# Double bass players:



## MarkW (Feb 16, 2015)

I am ignorant about the development of this instrument.

In an old program note about the Mahler first, Michael Steinberg mentioned that, back in the day, opening the slow movement with a double bass version of the slow "Frere Jacques" theme must have "sounded just awful" -- with the implication that Mahler must have intended that effect.

That brings to mind one of my favorite Beethoven jokes: the tripping double bass theme in the trio of the Fifth symphony. Giving it to the lumbering basses is funny enough, but would that have sounded awful also? Or is fast music easier to play on that instrument?

Just curious.


----------



## Mandryka (Feb 22, 2013)

Lots of good things for for double bass, for example check the Klaus Huber on this CD









And the Rebecc Saunders here









And Lene Grenager's music for double bass here


----------



## Rogerx (Apr 27, 2018)

Hoffmeister: Quartets with Double Bass

Sperger: Double Bass Concertos Nos. 2 & 15 

Edward Tubin: Double Bass Concerto

Dittersdorf & Vanhal: Double Bass Concertos

Try these ones.


----------



## GucciManeIsTheNewWebern (Jul 29, 2020)

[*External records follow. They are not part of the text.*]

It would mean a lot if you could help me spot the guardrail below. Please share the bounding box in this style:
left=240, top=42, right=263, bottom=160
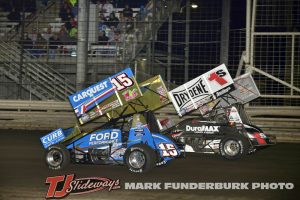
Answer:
left=0, top=100, right=300, bottom=142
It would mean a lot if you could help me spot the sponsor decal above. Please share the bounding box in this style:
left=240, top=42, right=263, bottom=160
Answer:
left=156, top=86, right=169, bottom=103
left=214, top=85, right=234, bottom=98
left=173, top=78, right=208, bottom=108
left=208, top=69, right=228, bottom=85
left=69, top=68, right=141, bottom=124
left=228, top=106, right=243, bottom=123
left=158, top=143, right=178, bottom=157
left=169, top=64, right=234, bottom=116
left=40, top=128, right=65, bottom=149
left=122, top=88, right=138, bottom=101
left=89, top=131, right=119, bottom=145
left=72, top=80, right=109, bottom=102
left=185, top=125, right=220, bottom=133
left=45, top=174, right=121, bottom=199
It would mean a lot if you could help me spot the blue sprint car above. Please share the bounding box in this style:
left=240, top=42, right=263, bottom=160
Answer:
left=40, top=112, right=181, bottom=173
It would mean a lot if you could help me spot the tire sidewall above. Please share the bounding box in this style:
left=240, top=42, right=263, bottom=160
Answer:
left=220, top=135, right=249, bottom=160
left=45, top=145, right=70, bottom=170
left=124, top=144, right=156, bottom=173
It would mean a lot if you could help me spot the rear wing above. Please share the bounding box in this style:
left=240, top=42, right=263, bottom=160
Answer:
left=69, top=68, right=142, bottom=125
left=169, top=64, right=260, bottom=116
left=169, top=64, right=234, bottom=116
left=199, top=73, right=260, bottom=115
left=107, top=75, right=171, bottom=119
left=69, top=68, right=171, bottom=125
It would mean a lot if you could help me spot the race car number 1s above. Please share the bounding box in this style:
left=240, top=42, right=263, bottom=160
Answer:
left=158, top=143, right=178, bottom=157
left=111, top=73, right=134, bottom=91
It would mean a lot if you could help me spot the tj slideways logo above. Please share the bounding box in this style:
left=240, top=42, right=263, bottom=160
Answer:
left=45, top=174, right=121, bottom=199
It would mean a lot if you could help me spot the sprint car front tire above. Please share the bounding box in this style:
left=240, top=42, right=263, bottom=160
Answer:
left=124, top=144, right=156, bottom=173
left=220, top=135, right=249, bottom=160
left=45, top=144, right=71, bottom=170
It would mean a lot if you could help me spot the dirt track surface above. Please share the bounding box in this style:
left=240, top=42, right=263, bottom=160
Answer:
left=0, top=130, right=300, bottom=200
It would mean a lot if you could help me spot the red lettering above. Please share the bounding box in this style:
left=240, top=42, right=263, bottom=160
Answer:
left=208, top=72, right=227, bottom=85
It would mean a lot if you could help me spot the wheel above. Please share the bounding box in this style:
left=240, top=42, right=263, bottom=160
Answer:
left=46, top=144, right=70, bottom=170
left=124, top=144, right=156, bottom=173
left=220, top=135, right=249, bottom=160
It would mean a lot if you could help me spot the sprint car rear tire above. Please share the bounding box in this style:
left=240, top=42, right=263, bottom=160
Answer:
left=220, top=135, right=249, bottom=160
left=45, top=144, right=71, bottom=170
left=124, top=144, right=156, bottom=173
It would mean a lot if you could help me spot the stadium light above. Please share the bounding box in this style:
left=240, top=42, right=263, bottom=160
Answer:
left=191, top=3, right=198, bottom=9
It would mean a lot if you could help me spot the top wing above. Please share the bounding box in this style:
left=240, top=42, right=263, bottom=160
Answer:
left=169, top=64, right=234, bottom=116
left=107, top=75, right=170, bottom=119
left=199, top=73, right=260, bottom=115
left=69, top=68, right=142, bottom=125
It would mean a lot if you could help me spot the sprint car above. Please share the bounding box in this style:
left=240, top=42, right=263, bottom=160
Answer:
left=40, top=68, right=181, bottom=173
left=165, top=103, right=276, bottom=160
left=165, top=64, right=276, bottom=160
left=41, top=112, right=181, bottom=173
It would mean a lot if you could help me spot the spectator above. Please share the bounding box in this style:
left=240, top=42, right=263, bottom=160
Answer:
left=58, top=25, right=70, bottom=44
left=49, top=34, right=62, bottom=59
left=28, top=28, right=38, bottom=43
left=112, top=31, right=123, bottom=45
left=106, top=12, right=119, bottom=27
left=98, top=14, right=107, bottom=31
left=123, top=4, right=133, bottom=21
left=65, top=8, right=74, bottom=31
left=97, top=31, right=108, bottom=45
left=69, top=26, right=78, bottom=39
left=102, top=1, right=114, bottom=17
left=108, top=26, right=116, bottom=42
left=59, top=2, right=70, bottom=22
left=20, top=32, right=33, bottom=52
left=34, top=33, right=47, bottom=57
left=138, top=5, right=147, bottom=21
left=123, top=4, right=133, bottom=30
left=42, top=26, right=53, bottom=41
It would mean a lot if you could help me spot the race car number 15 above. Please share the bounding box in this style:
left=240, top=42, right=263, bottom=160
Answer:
left=158, top=143, right=178, bottom=157
left=111, top=73, right=134, bottom=91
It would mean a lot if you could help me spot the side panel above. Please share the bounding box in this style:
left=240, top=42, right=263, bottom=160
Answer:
left=67, top=129, right=122, bottom=152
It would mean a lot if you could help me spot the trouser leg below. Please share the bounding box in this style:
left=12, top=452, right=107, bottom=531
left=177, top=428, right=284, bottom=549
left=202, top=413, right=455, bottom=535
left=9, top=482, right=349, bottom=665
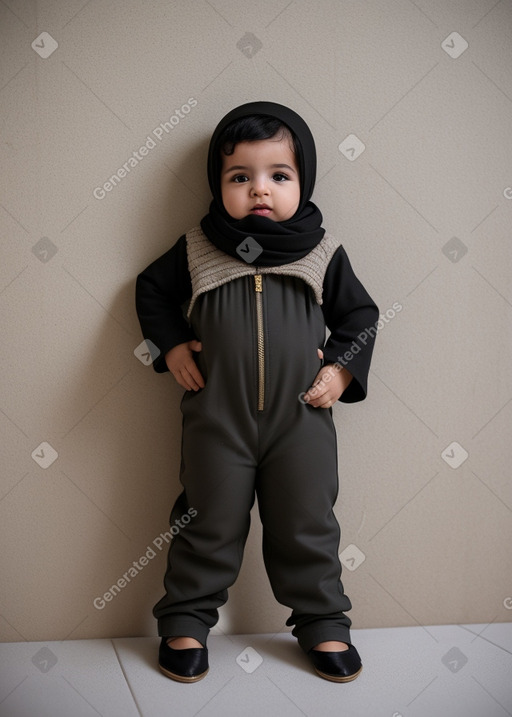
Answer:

I've always thought the Double Bass (and the viola) are criminally underappreciated instruments. At least the bass gets the love it deserves in jazz.


----------



## Oscar South (Aug 6, 2020)

I've always liked the fact that an instrument which seems to have started out designed for the functional role of strengthening low frequency content has seen (probably) more historical adoption, mobility and romanticisation in offshoot and contemporary genres than any other orchestral instrument that I can think of.

(professional double bass player for mainly jazz and folk repertoire here).


----------



## SanAntone (May 10, 2020)

Bach: Unaccompanied Cello Suites, Performed on Double Bass

View attachment 143570


Edgar Meyer is a Nashville bassist who for many years played bluegrass and other forms of roots music before using his classical training to perform with Yo-Yo Ma and Chris Thile in a group of remarkable recordings. This transcription of the cello suites for double bass is a good example of what the instrument can do in the hands of a virtuoso.


----------



## Heck148 (Oct 27, 2016)

I doubt that Beethoven expected it to sound bad. He knew and was influenced by the bass virtuoso Domrnico Dragonetti.....they performed together...Beethoven no doubt wrote those famous bass passages knowing that they could be played well.


----------



## Durendal (Oct 24, 2018)

GucciManeIsTheNewWebern said:


> I've always thought the Double Bass (and the viola) are criminally underappreciated instruments. At least the bass gets the love it deserves in jazz.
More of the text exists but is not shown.